Davekat Slur

by Mr_Hinadam_Wide



Category: Homestuck
Genre: Democrat, Homophobic Language, Liberal Steve Rogers, M/M, Politics, Republican, Slurs, le davekat slurs
Language: English
Status: Completed
Published: 2019-03-21
Updated: 2019-04-12
Packaged: 2019-11-26 19:16:27
Rating: Not Rated
Warnings: No Archive Warnings Apply
Chapters: 2
Words: 639
Publisher: archiveofourown.org
Story URL: https://archiveofourown.org/works/18184649
Author URL: https://archiveofourown.org/users/Mr_Hinadam_Wide/pseuds/Mr_Hinadam_Wide
Summary: Dave sees a slurslinging king on TV and immediately falls in love with him





	1. Chapter 1

Dave turned on the TV. His abusive brother's rotting corpse was in the corner like that one episode of Adventure Time. "I think I'll watch some Steven's Universal," he said to no one in particular

Steven Universe was in the middle of explaining why we should be nice to dictators when an important news broadcast broke out across the screen

"Who dares interrupt my liberal wokeness" said Dave the homo. Suddenly he heard the destinctive sweet sound of slurs from his TV. He loved slurs so he turned it up.

"FUCK YOU FAGGOT!!!!!" a disgusting grau homestuck man on the other end of the tv was shouting at a heterosexual pride parade holding a big gay flag bc he was le

Le

The sound cut out to the newscasters voices. "Breaking news! Ugly homo florida man shouts homophobic slurs at heterosexuals in a stunning display of heterophobic oppression"

Dave was instantly in love. He had never heard such an amazing barrage of slurs in his life. His own slurs paled in comparison. He must know who this mysterious slurslinger was..................he had to buy a ticket on florida airlines immediately!!!!!!!!!!!!

To be continued................................


	2. Monosexual Rights

**Summary for the Chapter:**

> dave finally arrives in florida only to receive some heartbreaking news

**Notes for the Chapter:**

> sorry this took forever . actually I change my mind fuck you

Dave didn't have the money to pay for a flight ticket, so instead he sneaked inside an airplane bathroom and hopped in the toilet. Then when he heard the announcement that they were arriving in Florida he flushed himself so he would be flushed out of the plane with all the blue ice. he then floated to the ground and directly through the open window of an airport, because being gay gives you wings.

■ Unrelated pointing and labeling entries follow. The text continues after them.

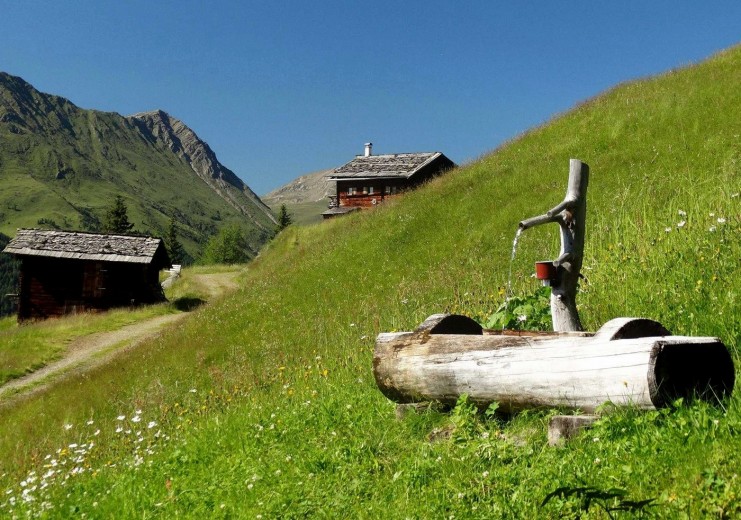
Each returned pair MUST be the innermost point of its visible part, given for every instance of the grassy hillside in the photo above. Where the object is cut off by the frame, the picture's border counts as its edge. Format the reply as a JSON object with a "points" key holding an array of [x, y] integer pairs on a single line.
{"points": [[264, 404]]}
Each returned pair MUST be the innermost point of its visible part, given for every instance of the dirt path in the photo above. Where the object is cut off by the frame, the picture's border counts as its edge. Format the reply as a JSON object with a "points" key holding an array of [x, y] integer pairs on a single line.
{"points": [[100, 348]]}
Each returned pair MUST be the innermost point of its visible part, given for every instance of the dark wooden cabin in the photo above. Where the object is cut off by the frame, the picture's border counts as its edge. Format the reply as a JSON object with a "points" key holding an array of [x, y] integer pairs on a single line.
{"points": [[370, 179], [66, 272]]}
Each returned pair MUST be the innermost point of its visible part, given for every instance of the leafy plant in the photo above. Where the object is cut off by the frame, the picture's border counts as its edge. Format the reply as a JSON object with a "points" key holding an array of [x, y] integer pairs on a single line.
{"points": [[609, 500], [529, 312]]}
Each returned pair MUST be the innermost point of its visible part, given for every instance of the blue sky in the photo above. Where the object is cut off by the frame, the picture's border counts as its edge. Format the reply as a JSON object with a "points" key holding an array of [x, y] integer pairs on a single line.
{"points": [[283, 88]]}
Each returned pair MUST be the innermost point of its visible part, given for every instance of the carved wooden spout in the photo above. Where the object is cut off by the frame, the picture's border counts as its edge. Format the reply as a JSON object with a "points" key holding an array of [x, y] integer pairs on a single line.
{"points": [[570, 214]]}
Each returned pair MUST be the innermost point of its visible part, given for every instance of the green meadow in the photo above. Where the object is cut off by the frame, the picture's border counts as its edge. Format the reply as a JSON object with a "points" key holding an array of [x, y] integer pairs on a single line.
{"points": [[262, 404]]}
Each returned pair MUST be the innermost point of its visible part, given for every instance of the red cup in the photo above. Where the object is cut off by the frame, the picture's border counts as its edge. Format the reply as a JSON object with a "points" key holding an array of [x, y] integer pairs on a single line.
{"points": [[545, 270]]}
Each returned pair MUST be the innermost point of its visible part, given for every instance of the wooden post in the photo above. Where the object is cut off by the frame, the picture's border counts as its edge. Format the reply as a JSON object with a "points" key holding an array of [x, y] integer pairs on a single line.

Immediately Florida smelled like swamp gas, old people, alligators and overpriced theme parks. But mostly,it smelled of slurs.

He turned his head and saw that there was a kid abt his age in a wheelchair about to go through a door, because he had at least some level of manners he was like "oh let me" and held the door open for him.

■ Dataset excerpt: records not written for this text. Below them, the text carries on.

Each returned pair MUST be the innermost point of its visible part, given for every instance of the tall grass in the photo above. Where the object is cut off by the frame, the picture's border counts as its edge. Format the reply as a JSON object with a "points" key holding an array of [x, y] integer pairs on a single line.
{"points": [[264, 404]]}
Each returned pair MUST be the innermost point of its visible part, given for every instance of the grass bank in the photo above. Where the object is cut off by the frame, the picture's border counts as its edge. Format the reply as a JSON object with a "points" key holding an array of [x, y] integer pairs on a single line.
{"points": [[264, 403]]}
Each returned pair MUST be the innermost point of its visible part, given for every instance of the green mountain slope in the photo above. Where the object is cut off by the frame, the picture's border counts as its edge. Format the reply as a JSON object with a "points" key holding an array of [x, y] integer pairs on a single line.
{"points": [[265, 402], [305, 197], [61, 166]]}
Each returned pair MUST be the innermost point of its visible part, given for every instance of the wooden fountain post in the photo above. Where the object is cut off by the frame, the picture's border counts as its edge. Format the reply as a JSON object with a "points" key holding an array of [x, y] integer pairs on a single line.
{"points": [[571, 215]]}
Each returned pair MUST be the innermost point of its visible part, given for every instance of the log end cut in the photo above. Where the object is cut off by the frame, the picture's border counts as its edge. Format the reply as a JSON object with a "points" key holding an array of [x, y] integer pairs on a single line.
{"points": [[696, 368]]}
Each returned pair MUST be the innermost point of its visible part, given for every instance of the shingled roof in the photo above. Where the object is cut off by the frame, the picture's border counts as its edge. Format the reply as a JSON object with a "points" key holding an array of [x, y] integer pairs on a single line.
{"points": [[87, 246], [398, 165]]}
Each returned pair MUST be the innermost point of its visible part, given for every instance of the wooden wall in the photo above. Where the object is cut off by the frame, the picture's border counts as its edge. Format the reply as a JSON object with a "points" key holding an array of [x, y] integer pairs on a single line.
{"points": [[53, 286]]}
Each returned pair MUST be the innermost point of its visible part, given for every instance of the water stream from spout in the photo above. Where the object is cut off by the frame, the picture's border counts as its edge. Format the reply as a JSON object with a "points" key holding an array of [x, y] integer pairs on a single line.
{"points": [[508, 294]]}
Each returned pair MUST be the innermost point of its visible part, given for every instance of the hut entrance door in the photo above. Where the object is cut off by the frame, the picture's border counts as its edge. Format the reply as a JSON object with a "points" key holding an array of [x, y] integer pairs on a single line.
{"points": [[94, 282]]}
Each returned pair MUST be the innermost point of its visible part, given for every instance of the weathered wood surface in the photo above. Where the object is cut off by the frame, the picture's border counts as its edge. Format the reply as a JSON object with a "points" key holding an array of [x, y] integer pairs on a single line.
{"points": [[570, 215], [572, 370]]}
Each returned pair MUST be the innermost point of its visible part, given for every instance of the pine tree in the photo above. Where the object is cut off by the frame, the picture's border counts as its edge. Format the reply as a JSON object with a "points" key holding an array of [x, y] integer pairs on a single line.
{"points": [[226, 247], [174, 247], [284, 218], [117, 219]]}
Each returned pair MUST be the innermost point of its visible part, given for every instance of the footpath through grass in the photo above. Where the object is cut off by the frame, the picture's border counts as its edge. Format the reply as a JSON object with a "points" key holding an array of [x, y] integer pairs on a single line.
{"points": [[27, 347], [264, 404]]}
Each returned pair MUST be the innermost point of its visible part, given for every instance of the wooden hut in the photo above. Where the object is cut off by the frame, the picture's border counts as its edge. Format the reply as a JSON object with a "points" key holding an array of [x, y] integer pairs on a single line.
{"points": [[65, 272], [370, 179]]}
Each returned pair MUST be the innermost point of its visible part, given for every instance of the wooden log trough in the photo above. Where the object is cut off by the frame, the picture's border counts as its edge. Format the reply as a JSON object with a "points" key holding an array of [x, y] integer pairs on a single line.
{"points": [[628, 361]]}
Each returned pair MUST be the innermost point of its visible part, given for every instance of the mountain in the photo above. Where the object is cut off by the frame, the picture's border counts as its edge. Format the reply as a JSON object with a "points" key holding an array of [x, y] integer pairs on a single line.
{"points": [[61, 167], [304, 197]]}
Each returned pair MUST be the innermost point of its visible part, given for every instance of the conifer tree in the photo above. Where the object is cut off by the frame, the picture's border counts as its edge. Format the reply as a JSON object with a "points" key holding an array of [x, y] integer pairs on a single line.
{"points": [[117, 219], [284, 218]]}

"uH,,, i CAN DO IT MYSELF, yOU ALBINE FAG," the kid said and ran over his sneakers with his wheelchair on purpose has he fucking owned him epicly.

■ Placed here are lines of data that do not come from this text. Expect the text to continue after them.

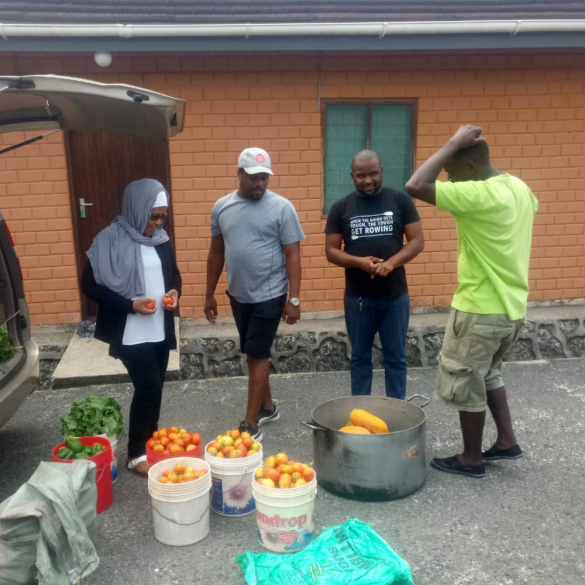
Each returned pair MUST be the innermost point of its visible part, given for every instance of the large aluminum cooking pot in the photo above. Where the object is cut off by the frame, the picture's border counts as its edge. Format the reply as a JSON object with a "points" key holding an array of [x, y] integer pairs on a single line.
{"points": [[370, 467]]}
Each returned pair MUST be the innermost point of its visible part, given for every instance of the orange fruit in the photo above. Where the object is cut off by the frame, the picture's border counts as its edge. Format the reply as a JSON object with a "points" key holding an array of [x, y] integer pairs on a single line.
{"points": [[281, 458], [285, 481], [273, 475]]}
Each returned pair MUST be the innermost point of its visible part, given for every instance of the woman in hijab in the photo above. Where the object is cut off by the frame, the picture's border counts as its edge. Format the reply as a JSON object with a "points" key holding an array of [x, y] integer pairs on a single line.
{"points": [[131, 264]]}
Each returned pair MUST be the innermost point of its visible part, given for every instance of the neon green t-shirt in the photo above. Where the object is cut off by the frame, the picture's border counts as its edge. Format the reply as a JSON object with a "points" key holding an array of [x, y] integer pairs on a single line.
{"points": [[494, 223]]}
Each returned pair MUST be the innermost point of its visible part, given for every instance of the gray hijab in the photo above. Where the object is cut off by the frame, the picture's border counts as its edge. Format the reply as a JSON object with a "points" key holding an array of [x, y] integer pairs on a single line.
{"points": [[115, 253]]}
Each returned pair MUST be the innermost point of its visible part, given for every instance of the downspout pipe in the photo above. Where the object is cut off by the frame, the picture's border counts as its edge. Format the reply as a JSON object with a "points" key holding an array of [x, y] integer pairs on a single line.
{"points": [[379, 29]]}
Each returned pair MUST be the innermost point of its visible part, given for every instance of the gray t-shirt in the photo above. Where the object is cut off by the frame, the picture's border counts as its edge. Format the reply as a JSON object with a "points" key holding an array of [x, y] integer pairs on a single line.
{"points": [[254, 232]]}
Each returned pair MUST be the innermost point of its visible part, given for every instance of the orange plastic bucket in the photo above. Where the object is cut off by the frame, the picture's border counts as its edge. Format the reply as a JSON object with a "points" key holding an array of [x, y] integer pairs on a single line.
{"points": [[103, 474], [153, 457]]}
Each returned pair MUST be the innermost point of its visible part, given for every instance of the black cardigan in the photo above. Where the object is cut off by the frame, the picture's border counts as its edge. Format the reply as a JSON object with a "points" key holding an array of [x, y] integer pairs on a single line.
{"points": [[114, 308]]}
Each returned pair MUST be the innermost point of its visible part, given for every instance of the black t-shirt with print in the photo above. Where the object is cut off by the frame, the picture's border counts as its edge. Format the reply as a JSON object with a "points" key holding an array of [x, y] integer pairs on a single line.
{"points": [[373, 226]]}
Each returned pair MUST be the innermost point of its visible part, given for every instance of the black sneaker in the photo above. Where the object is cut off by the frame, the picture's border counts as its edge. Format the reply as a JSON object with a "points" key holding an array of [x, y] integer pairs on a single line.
{"points": [[494, 454], [453, 465], [255, 434], [266, 416]]}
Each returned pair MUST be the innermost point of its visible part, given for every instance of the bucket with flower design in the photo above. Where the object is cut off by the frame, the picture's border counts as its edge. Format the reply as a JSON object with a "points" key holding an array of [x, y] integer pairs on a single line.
{"points": [[231, 482]]}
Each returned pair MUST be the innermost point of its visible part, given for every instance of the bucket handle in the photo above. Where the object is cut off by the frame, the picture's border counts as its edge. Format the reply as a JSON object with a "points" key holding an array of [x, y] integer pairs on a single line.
{"points": [[314, 426], [420, 396]]}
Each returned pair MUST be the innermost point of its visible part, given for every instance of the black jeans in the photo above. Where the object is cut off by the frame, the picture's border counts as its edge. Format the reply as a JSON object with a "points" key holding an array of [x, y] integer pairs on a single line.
{"points": [[147, 366]]}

Dave was thrilled. He had only been in Florida for a minute and he had already been called a slur! But he needed to find his true slur love.....

Dave turned a corner from the airport and started prancing around in his pink shades because it was a beautiful day to be a flaming faggot when he bumped into someone.

"UGH, WHAT THE FUCK, WATCH WHERE YOU'RE GOING *SLUR*" said the grau homestuck man he had bumped into.

Dave GASPED. It was his slursexy king that he had seen slinging such sweet slurs on TV. Florida really was a small world after all...

Dave immediately got down onto one knee and pulled out a bright red flavored ringpop, because red and red make red. "marry me" he begged.

"GROSS, I DON'T EVEN KNOW WHO THE FUCK YOU ARE," the mysterious slur king answered.

"i saw you on tv man and you said the word faggot and i instantly became gay and fell in love with you, i will never love a woman again please fucking marry me right now whatever your name is" Dave said.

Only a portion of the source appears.